Unless you know you want deep AI effects or very technical 4K controls, that balance of simplicity and licensing clarity is what most people actually need.

Which free apps are safest for YouTube and monetization?

The hidden risk in “free app to add music” is copyright. Dropping a popular chart song into your clip without permission is a fast way to trigger Content ID claims, takedowns, or lost ad revenue. (Lifewire)

Splice’s music library is explicitly described as sub‑licensed and eligible for commercial use. (Splice Help Center) That doesn’t mean you’ll never see an automated claim—platform systems can still flag tracks—but it does mean you have a clear path to resolving issues using the documentation and guidance provided.

CapCut uses “royalty‑free” language for its tracks, which is encouraging but still requires you to double‑check how specific tracks interact with YouTube monetization and how its broader terms handle your content. (CapCut) InShot and VN rely more on mixing your own imported audio with their materials; the responsibility for rights typically falls more heavily on you.

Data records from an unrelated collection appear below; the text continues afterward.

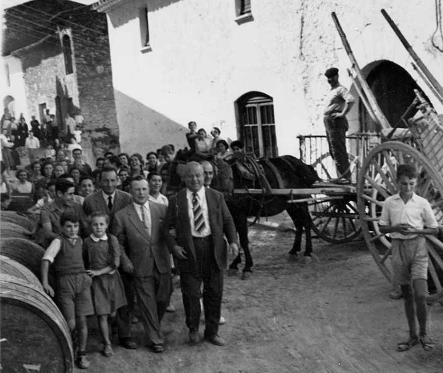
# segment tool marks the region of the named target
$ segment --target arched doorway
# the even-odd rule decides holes
[[[249,92],[236,101],[237,128],[246,153],[256,157],[278,156],[272,98]]]
[[[14,112],[15,110],[15,100],[12,96],[8,95],[5,96],[5,98],[3,99],[3,109],[8,109],[9,110],[9,113],[13,116],[15,116],[15,113]]]
[[[378,106],[391,127],[404,128],[401,116],[415,98],[414,90],[421,92],[421,89],[408,72],[393,62],[383,60],[371,65],[375,66],[366,74],[366,80]],[[359,116],[362,132],[377,131],[361,100]]]

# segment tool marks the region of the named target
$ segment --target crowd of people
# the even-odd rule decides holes
[[[210,158],[225,158],[231,154],[227,142],[219,138],[218,129],[213,129],[211,137],[203,129],[196,131],[195,122],[190,122],[189,127],[187,140],[193,152]],[[218,325],[225,322],[220,310],[220,276],[227,258],[222,254],[223,247],[226,248],[224,232],[233,244],[233,250],[238,252],[238,247],[234,224],[223,195],[211,190],[207,192],[207,201],[204,192],[202,194],[201,188],[208,188],[213,176],[211,164],[191,162],[193,167],[185,172],[191,175],[185,176],[189,190],[200,193],[201,219],[206,221],[201,232],[196,230],[193,220],[189,222],[193,229],[190,235],[194,237],[190,245],[180,241],[183,231],[176,229],[178,222],[171,222],[174,214],[169,217],[171,226],[167,233],[162,232],[164,227],[159,223],[167,219],[172,194],[167,188],[175,156],[172,144],[148,152],[146,162],[140,154],[120,153],[114,145],[110,149],[113,151],[97,159],[93,168],[84,161],[82,149],[76,141],[69,148],[62,140],[58,138],[48,142],[43,157],[30,153],[30,164],[17,167],[14,182],[8,185],[8,178],[2,178],[2,197],[11,191],[34,194],[35,203],[28,212],[39,223],[36,239],[47,248],[42,261],[42,283],[45,291],[55,297],[71,330],[77,348],[77,365],[89,366],[85,352],[86,320],[93,314],[98,318],[103,342],[101,351],[104,356],[114,354],[109,322],[121,345],[136,348],[130,330],[131,323],[135,319],[137,321],[134,313],[136,299],[151,349],[162,352],[160,322],[165,312],[175,310],[170,304],[174,275],[180,279],[191,342],[196,343],[200,339],[198,323],[204,308],[205,338],[216,345],[224,345],[217,334]],[[233,143],[236,150],[239,142]],[[2,165],[2,175],[9,174],[5,163]],[[208,203],[221,204],[224,208],[212,213]],[[217,219],[216,231],[213,215]],[[167,240],[164,237],[168,235]],[[208,239],[211,237],[214,237],[213,244]],[[178,242],[182,247],[180,252]],[[211,249],[215,256],[207,258],[204,263],[196,260],[184,267],[184,258],[190,259],[194,250],[191,246],[194,245],[200,251]],[[52,284],[48,275],[51,266],[57,278]],[[202,284],[207,289],[203,292]]]

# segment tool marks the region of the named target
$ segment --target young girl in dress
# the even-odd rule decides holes
[[[92,278],[91,294],[98,319],[105,356],[114,354],[109,337],[108,317],[126,305],[123,283],[117,270],[120,264],[120,251],[117,237],[107,233],[109,217],[104,212],[93,212],[90,216],[92,233],[83,241],[86,273]]]

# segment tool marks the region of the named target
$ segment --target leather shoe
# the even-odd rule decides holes
[[[214,334],[212,336],[208,336],[205,337],[204,339],[208,342],[211,342],[215,346],[224,346],[226,344],[226,342],[218,334]]]
[[[160,353],[164,351],[164,347],[162,344],[154,344],[151,347],[151,349],[152,350],[153,352]]]
[[[130,337],[120,338],[120,345],[128,350],[135,350],[137,348],[137,344],[131,339]]]
[[[198,329],[193,329],[189,331],[189,342],[193,344],[198,343],[200,341],[200,334]]]

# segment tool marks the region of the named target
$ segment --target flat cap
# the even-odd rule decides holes
[[[339,73],[339,69],[337,68],[331,68],[330,69],[328,69],[326,72],[324,73],[324,76],[326,78],[330,78],[331,77],[335,76],[337,75]]]

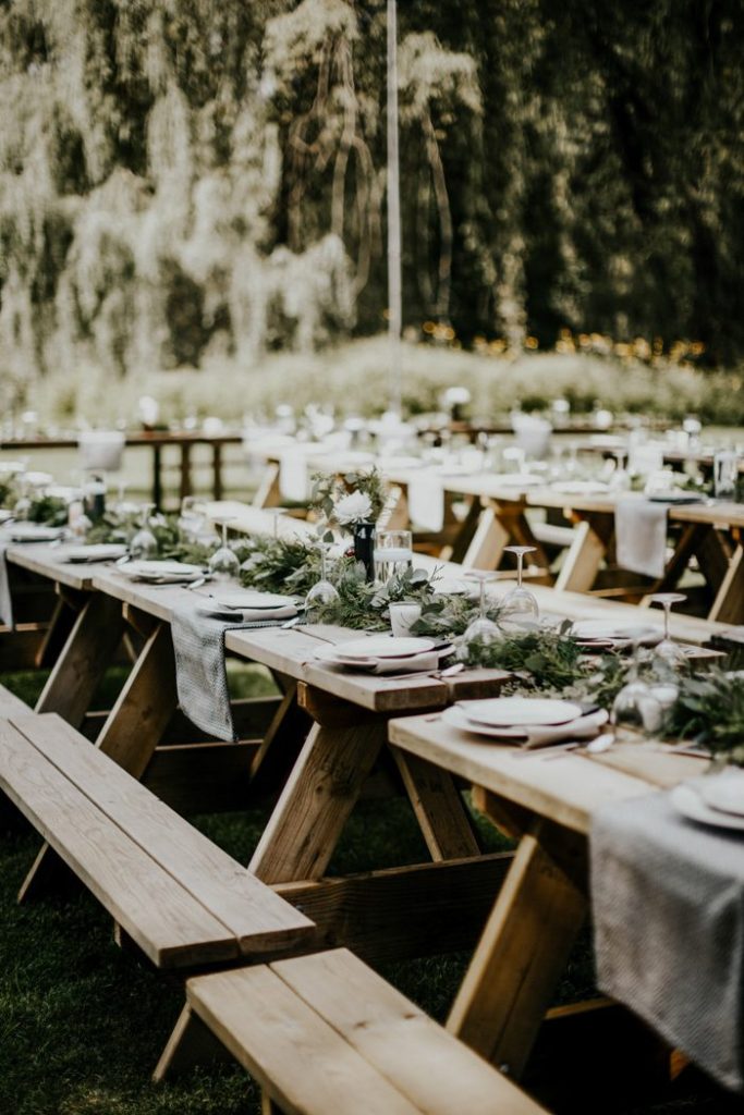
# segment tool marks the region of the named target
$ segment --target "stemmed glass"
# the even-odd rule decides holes
[[[668,666],[679,669],[687,662],[687,657],[679,643],[675,642],[669,634],[669,612],[673,604],[680,604],[683,600],[687,600],[687,597],[684,592],[655,592],[651,600],[664,609],[664,639],[657,643],[654,653],[656,658],[661,659]]]
[[[143,507],[139,530],[129,543],[129,558],[135,561],[157,556],[157,539],[149,529],[149,520],[154,511],[154,503],[146,503]]]
[[[305,618],[309,623],[313,623],[323,604],[332,604],[338,600],[338,592],[335,585],[328,580],[328,550],[326,543],[320,547],[320,580],[312,585],[305,598]]]
[[[537,627],[540,608],[534,595],[522,585],[524,554],[534,553],[537,546],[504,546],[504,552],[516,555],[516,588],[501,601],[499,626],[504,631],[519,632]]]
[[[467,648],[473,642],[495,642],[496,639],[501,639],[501,631],[493,620],[489,619],[486,611],[486,599],[485,599],[485,586],[489,581],[493,581],[495,573],[489,570],[473,569],[465,576],[473,581],[479,581],[481,584],[481,595],[480,595],[480,612],[477,617],[468,624],[463,634],[463,647]]]
[[[650,723],[656,723],[656,712],[659,708],[648,686],[639,677],[639,647],[638,639],[634,639],[628,680],[612,701],[610,711],[610,724],[632,733],[647,731]]]
[[[222,524],[222,545],[214,551],[209,561],[209,571],[215,581],[238,580],[240,561],[234,550],[228,545],[228,524]]]

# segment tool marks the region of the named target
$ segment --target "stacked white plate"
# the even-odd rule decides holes
[[[187,584],[204,576],[201,565],[183,561],[134,560],[119,565],[119,572],[132,581],[147,584]]]
[[[74,565],[87,565],[90,562],[118,561],[125,553],[126,546],[122,542],[97,542],[89,546],[66,546],[59,559]]]
[[[62,529],[45,526],[44,523],[11,523],[8,533],[11,542],[55,542]]]
[[[744,770],[690,778],[675,786],[671,803],[690,821],[744,832]]]
[[[655,647],[664,632],[651,623],[617,623],[612,620],[577,620],[571,634],[588,650],[622,650],[634,642]]]
[[[531,729],[554,728],[583,716],[580,705],[540,697],[494,697],[458,701],[442,714],[445,724],[490,739],[520,743]]]
[[[442,646],[434,639],[400,638],[393,636],[367,636],[363,639],[349,639],[335,647],[319,648],[315,657],[321,662],[332,666],[345,666],[351,670],[377,670],[380,667],[390,673],[400,667],[400,672],[416,670],[418,662],[431,661],[436,653],[443,658],[451,653],[451,644]]]
[[[276,592],[216,584],[209,595],[200,595],[199,610],[203,615],[244,622],[289,620],[297,615],[297,601],[294,597],[282,597]]]

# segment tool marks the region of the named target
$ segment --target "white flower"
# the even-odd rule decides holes
[[[336,504],[336,518],[341,526],[352,526],[371,518],[371,500],[366,492],[350,492]]]

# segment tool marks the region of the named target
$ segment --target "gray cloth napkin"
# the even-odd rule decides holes
[[[590,853],[598,986],[744,1090],[744,836],[650,794],[600,808]]]
[[[8,562],[6,561],[6,550],[8,549],[8,539],[0,539],[0,622],[4,623],[12,631],[13,601],[10,594]]]
[[[664,575],[667,507],[649,500],[618,500],[615,507],[618,565],[658,580]]]
[[[281,627],[283,622],[284,620],[277,618],[245,622],[242,615],[235,620],[215,619],[201,612],[196,601],[189,607],[174,609],[171,633],[178,704],[197,728],[226,743],[235,743],[238,739],[230,709],[225,631]]]

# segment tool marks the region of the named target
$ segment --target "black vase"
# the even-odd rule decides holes
[[[354,527],[354,556],[361,562],[368,581],[375,580],[375,524],[357,523]]]

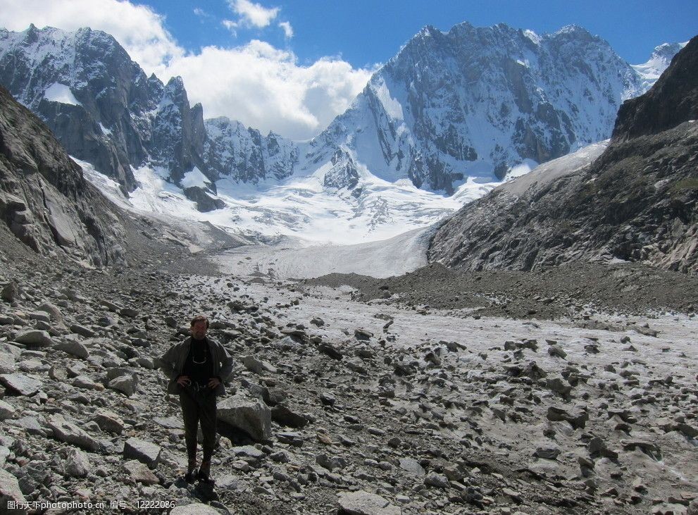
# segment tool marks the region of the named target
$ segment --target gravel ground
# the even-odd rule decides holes
[[[588,299],[597,309],[572,323],[528,311],[475,314],[477,303],[441,308],[428,297],[461,297],[490,281],[483,293],[526,288],[516,294],[523,303],[527,294],[563,294],[565,274],[478,280],[433,266],[380,280],[223,275],[203,257],[229,242],[191,254],[203,237],[173,244],[144,223],[121,269],[81,269],[11,238],[0,252],[0,287],[18,284],[0,301],[0,364],[39,385],[18,394],[13,377],[0,388],[0,459],[26,499],[131,503],[119,513],[152,513],[132,502],[160,500],[220,514],[318,515],[680,514],[697,502],[698,321],[600,311],[594,301],[612,305],[611,294],[595,294],[602,282],[583,279],[600,268],[579,272],[577,283],[587,285],[575,287],[584,295],[573,290],[571,306]],[[633,273],[625,284],[671,275]],[[375,300],[400,294],[401,284],[404,297]],[[420,288],[427,291],[416,296]],[[647,294],[651,308],[652,297],[687,309],[692,302],[656,291]],[[61,319],[39,312],[46,302]],[[640,312],[643,304],[628,305]],[[266,415],[270,433],[258,440],[221,426],[213,489],[181,480],[177,401],[154,368],[199,312],[235,359],[220,402],[242,396],[261,413],[282,405],[294,415]],[[15,341],[42,328],[48,346]],[[70,353],[83,348],[87,358]],[[68,436],[51,426],[57,415],[73,424]],[[132,438],[159,459],[134,459],[125,447]]]
[[[634,315],[698,309],[698,277],[630,263],[566,265],[535,272],[462,272],[433,263],[385,279],[333,273],[303,284],[351,286],[357,290],[354,298],[362,302],[380,299],[517,319],[583,320],[594,309]]]

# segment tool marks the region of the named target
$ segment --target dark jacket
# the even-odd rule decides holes
[[[206,337],[208,342],[211,356],[213,359],[213,377],[220,378],[220,384],[216,388],[216,395],[223,395],[225,393],[223,383],[228,380],[232,372],[232,356],[230,356],[228,349],[215,340],[211,340],[208,336]],[[160,368],[170,380],[167,385],[168,393],[180,393],[180,385],[177,384],[177,378],[182,373],[191,346],[192,337],[189,336],[183,342],[175,343],[170,347],[160,358]]]

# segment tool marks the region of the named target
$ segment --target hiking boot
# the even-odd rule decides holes
[[[197,479],[201,483],[213,485],[215,481],[211,478],[211,461],[201,461],[201,466],[197,474]]]

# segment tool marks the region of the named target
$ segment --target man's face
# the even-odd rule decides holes
[[[192,326],[192,336],[196,340],[203,340],[206,336],[206,322],[203,320],[197,321]]]

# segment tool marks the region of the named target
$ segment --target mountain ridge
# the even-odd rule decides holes
[[[622,260],[698,272],[697,58],[694,37],[652,89],[626,101],[597,158],[551,162],[559,169],[547,179],[541,167],[461,209],[435,234],[430,261],[529,271]]]

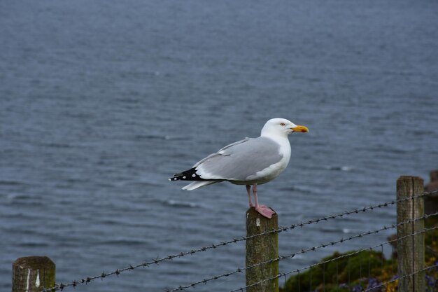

If your goal is to grow a YouTube channel or land paid collaborations on social, that clarity around commercial use is a strong reason to start with Splice and only move to other tools for truly specialized needs.

How do I import my own music into these apps?

Sometimes you don’t want a stock track at all—you want a beat you bought, a podcast theme, or a song you produced.

At a high level, the workflows look like this:

  • Splice – You can combine library tracks with audio recordings and other imported sound, then manage them together on the timeline. Splice’s editing guides cover adding and adjusting music/audio recordings inside the same interface you use for clips. (Splice Help Center)
  • InShot – You can add tracks stored on your device, pull from InShot’s own library, or extract audio from another video file, which is convenient if you’re reusing an existing clip. (MakeUseOf)
  • VN – You can import music, sound effects, fonts, and stickers via AirDrop, Wi‑Fi, and messaging apps, which is useful if you keep your audio on another device. (VN on App Store)

The key is to separate technical ability (can the app import the file?) from legal safety (do you actually have the rights to use it in a monetized video?). Even if an editor lets you import anything, you still need to respect copyright.

How do I avoid copyright issues when adding music?

Think of copyright in three quick checks:

  1. Source – Did the track come from a library that explicitly allows the kind of use you want (commercial, monetized, client work)? Splice’s music library is described as eligible for commercial use, which is exactly the kind of statement you want to see before building a series or campaign around it. (Splice Help Center)
  2. Platform rules – YouTube, TikTok, and Instagram each have their own audio libraries and rules. Even “royalty‑free” tracks in an app can behave differently once they hit Content ID systems. (Lifewire)
  3. Documentation – If something goes wrong, can you point to a help article or license note that explains your rights? Splice maintains a help center that walks through how to handle claims, which is often missing in smaller, purely free apps. (Splice Help Center)

A quick scenario: you post a Reel using a Splice library track and receive a claim on YouTube Shorts. Instead of panicking, you can follow Splice’s instructions for responding, which reference the sub‑licensed, commercial nature of the catalog. That’s a very different experience from trying to defend an imported Spotify rip.

What we recommend

  • Start with Splice if you’re in the US and want a practical, mobile-friendly way to add music to social videos with commercial use in mind.
  • Lean on the Splice library first, then add your own tracks only when you’re sure you have the rights.
  • Use CapCut, InShot, or VN selectively when you have niche needs like heavy AI, 4K desktop editing, or complex import workflows.
  • Always double‑check licensing for any track you rely on for monetized or client-facing content, no matter which app you use.